O que expressei acima não quer dizer que seja de opinião contrária à construção de novas urbanizações nos terrenos circundantes. Antes pelo contrário. Todavia, todos sabemos também como os terrenos do Aleixo são cobiçados pela sua privilegiada localização sobranceira ao Douro. O completar do "cerco" apenas trará uma única variação ao status quo do bairro: aumentará a pressão para que acabe demolido. Também aqui à partida nada contra, mas se for só isso não devemos chamar-lhe integração. Tal como Rui Rio no caso do S. João de Deus, julgo que bairros como este já atingiram um tal nível de degradação que muitas vezes a demolição é mesmo a melhor solução. No entanto, antes de enveredar por uma solução desse tipo é preciso pensar nas pessoas (a maioria dos moradores que nada tem a ver com tráfico de estupefacientes) e garantir-lhes uma solução de qualidade que as valorize e contribua decididamente para o seu progresso social.

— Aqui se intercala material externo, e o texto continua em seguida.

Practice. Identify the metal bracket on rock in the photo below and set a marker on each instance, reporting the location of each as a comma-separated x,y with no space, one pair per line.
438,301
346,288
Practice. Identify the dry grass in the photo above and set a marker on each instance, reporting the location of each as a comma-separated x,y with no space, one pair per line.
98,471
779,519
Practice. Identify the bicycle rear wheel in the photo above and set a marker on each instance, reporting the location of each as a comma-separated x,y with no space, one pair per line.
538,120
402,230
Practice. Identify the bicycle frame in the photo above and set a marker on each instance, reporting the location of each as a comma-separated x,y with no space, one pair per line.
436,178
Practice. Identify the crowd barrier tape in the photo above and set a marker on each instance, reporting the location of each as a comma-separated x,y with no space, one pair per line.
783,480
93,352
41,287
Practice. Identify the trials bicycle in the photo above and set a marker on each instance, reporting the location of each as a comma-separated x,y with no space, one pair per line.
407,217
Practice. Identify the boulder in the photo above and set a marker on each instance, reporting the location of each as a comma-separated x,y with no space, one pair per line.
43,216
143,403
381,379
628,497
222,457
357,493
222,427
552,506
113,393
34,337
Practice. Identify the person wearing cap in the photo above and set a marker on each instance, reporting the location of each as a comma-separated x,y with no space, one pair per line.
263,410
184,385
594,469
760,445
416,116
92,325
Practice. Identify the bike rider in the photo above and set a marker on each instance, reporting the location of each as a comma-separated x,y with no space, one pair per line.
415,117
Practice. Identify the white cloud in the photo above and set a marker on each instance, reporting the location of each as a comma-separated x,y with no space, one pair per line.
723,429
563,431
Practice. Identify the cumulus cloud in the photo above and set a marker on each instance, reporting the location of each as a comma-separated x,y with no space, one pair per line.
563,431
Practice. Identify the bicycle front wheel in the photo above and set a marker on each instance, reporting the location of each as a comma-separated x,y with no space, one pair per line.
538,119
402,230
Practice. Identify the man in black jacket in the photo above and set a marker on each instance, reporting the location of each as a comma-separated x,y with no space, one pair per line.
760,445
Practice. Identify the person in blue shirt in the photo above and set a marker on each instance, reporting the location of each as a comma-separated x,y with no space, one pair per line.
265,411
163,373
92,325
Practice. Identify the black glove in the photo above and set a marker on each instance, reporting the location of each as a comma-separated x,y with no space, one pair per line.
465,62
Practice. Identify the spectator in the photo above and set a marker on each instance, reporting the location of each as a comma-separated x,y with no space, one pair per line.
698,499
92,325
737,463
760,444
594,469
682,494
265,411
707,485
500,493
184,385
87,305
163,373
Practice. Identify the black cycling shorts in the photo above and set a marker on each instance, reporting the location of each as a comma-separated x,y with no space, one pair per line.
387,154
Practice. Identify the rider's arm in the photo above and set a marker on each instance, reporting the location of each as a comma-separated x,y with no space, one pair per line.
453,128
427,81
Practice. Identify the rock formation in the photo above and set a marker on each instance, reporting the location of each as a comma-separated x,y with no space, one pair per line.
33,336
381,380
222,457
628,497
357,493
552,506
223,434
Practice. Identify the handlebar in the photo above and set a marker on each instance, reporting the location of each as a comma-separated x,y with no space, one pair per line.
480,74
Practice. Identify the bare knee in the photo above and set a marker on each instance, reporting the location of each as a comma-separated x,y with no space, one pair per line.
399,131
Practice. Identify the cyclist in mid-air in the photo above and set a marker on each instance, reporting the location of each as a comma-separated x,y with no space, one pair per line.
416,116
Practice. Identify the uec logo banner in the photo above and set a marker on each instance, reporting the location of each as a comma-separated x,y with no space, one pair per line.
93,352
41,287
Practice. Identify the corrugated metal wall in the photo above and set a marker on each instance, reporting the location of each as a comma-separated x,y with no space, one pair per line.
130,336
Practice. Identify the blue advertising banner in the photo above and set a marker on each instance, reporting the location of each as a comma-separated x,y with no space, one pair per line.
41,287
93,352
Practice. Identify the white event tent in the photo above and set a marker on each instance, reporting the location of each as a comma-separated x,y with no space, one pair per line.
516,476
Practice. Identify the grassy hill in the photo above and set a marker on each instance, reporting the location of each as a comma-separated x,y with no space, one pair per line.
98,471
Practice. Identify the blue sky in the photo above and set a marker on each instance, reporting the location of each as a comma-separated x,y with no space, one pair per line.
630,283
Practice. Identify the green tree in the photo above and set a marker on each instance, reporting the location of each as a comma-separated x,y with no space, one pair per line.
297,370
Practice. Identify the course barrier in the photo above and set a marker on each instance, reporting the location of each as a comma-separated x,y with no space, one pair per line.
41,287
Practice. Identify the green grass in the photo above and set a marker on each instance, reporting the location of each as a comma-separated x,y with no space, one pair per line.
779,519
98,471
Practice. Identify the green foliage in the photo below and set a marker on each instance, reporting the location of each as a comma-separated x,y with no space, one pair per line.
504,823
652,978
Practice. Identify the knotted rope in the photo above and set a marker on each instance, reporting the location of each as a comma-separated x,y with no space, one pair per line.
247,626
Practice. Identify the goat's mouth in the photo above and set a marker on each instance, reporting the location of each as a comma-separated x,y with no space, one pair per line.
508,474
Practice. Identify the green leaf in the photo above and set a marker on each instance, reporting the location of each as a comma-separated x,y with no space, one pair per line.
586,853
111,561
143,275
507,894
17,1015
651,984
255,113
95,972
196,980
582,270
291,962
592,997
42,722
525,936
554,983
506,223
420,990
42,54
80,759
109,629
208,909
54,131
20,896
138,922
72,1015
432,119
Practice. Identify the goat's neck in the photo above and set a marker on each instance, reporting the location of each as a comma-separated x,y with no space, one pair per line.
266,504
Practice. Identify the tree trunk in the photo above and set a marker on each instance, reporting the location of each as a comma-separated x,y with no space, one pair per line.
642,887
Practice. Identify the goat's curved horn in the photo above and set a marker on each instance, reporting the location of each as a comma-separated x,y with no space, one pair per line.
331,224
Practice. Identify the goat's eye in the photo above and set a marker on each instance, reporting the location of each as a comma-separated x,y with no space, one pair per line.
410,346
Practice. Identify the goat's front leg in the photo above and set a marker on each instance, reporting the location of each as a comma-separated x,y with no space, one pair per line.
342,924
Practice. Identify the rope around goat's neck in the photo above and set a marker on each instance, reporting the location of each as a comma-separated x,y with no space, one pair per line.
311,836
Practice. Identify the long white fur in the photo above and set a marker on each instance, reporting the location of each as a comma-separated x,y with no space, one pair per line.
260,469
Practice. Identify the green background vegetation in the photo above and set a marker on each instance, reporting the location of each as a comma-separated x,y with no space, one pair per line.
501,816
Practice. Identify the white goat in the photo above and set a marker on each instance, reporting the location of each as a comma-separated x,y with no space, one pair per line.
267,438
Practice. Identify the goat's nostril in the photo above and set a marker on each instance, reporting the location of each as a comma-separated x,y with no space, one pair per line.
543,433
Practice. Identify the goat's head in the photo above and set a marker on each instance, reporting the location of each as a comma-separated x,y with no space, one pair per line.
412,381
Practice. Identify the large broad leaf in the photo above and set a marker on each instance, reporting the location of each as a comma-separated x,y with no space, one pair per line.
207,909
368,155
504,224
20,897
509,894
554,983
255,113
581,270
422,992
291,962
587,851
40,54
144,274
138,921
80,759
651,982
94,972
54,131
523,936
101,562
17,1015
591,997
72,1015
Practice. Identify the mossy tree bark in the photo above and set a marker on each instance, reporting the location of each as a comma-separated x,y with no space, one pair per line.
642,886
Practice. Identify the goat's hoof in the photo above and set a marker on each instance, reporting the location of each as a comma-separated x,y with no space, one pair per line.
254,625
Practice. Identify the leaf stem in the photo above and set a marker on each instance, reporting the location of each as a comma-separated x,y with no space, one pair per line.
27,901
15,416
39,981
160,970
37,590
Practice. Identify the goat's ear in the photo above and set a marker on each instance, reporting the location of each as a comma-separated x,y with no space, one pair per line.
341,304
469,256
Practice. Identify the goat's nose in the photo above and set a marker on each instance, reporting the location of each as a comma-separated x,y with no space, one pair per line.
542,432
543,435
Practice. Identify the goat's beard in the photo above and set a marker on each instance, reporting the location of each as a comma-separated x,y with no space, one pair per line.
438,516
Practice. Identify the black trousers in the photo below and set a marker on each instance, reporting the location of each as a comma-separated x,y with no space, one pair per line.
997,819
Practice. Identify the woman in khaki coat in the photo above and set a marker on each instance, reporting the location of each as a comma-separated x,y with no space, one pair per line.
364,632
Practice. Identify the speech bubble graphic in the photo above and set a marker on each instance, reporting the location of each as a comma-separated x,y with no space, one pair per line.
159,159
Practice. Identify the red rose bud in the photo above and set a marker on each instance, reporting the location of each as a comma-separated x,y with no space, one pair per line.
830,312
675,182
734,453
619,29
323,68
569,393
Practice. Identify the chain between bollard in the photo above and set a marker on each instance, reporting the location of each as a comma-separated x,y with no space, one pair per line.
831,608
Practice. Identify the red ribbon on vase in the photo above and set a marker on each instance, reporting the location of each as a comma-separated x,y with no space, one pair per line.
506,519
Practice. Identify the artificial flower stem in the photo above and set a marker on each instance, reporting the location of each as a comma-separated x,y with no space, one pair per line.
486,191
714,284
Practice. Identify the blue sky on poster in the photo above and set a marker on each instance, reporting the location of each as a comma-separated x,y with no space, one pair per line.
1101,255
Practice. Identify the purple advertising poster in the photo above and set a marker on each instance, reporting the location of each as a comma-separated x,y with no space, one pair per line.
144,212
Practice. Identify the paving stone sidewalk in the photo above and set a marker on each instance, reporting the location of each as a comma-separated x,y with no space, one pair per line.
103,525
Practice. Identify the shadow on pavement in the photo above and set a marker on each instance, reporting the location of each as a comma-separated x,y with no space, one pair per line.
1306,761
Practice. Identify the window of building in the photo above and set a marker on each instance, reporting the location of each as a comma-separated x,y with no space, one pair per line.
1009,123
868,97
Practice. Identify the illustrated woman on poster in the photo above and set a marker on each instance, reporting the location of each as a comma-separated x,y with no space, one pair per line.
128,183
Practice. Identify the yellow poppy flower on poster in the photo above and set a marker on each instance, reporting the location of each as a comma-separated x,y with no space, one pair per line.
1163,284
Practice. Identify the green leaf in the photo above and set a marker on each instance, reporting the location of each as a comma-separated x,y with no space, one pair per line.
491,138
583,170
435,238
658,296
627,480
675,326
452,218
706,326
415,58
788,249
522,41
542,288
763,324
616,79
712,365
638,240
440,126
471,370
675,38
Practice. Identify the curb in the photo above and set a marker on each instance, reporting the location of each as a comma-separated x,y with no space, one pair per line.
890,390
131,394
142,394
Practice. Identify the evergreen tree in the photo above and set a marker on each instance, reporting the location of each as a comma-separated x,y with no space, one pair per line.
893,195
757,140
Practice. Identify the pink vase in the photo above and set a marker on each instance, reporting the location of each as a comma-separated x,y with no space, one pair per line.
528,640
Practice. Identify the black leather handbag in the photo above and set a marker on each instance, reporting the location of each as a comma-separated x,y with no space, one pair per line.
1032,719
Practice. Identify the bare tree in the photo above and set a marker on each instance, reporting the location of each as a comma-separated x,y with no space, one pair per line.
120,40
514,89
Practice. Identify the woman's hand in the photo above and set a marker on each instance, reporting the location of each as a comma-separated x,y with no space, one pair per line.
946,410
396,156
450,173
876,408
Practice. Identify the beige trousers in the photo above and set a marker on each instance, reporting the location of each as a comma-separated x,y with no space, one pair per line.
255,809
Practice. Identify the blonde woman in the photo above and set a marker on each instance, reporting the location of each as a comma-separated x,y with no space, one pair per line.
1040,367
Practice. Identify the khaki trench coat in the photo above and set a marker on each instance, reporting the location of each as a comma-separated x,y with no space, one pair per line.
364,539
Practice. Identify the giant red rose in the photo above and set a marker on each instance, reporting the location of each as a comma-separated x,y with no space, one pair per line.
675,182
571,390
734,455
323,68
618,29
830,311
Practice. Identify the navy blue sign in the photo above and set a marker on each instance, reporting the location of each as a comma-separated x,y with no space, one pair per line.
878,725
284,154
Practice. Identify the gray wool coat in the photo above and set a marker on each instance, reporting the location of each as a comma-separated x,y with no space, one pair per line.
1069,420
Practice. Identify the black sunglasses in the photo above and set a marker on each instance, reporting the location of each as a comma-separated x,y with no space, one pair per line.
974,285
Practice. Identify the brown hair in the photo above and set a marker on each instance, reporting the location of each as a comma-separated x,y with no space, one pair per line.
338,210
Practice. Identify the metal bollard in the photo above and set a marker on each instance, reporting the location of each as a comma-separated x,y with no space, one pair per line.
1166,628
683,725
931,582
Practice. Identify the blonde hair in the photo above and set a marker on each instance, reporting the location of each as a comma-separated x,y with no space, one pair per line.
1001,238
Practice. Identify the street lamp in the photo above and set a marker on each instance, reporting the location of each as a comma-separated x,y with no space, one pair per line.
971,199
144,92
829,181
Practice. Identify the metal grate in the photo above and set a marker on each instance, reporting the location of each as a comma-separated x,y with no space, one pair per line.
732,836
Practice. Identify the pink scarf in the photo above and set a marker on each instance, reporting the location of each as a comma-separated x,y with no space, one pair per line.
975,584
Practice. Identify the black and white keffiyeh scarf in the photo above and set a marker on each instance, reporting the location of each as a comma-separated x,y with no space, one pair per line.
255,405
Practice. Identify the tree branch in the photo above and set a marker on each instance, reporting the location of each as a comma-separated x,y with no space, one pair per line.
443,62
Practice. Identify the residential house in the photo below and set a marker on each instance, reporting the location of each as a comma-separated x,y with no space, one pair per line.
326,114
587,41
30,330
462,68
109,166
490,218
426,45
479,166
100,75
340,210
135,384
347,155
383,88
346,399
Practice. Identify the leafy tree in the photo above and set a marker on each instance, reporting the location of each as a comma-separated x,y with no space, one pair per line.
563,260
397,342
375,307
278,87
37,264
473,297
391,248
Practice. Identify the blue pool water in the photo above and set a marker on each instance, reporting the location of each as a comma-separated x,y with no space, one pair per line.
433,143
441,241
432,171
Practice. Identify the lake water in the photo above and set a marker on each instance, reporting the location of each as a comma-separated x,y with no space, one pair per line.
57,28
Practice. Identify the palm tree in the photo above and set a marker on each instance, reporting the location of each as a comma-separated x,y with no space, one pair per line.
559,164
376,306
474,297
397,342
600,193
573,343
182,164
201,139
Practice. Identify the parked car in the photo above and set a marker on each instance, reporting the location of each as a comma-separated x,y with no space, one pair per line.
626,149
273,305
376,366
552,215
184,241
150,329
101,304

Nada poderá ser levado a cabo sem o envolvimento efectivo dos principais interessados. A construção no local dum novo bairro mais pequeno e de qualidade, por exemplo para os mais idosos, e o realojamento de muitas destas famílias em casas que possam vir a ser recuperadas na Baixa é uma possível solução. Entretanto o tráfico de droga deve ser severa e sistematicamente reprimido. Agora, antes e depois de qualquer solução. Até para separar o trigo do joio.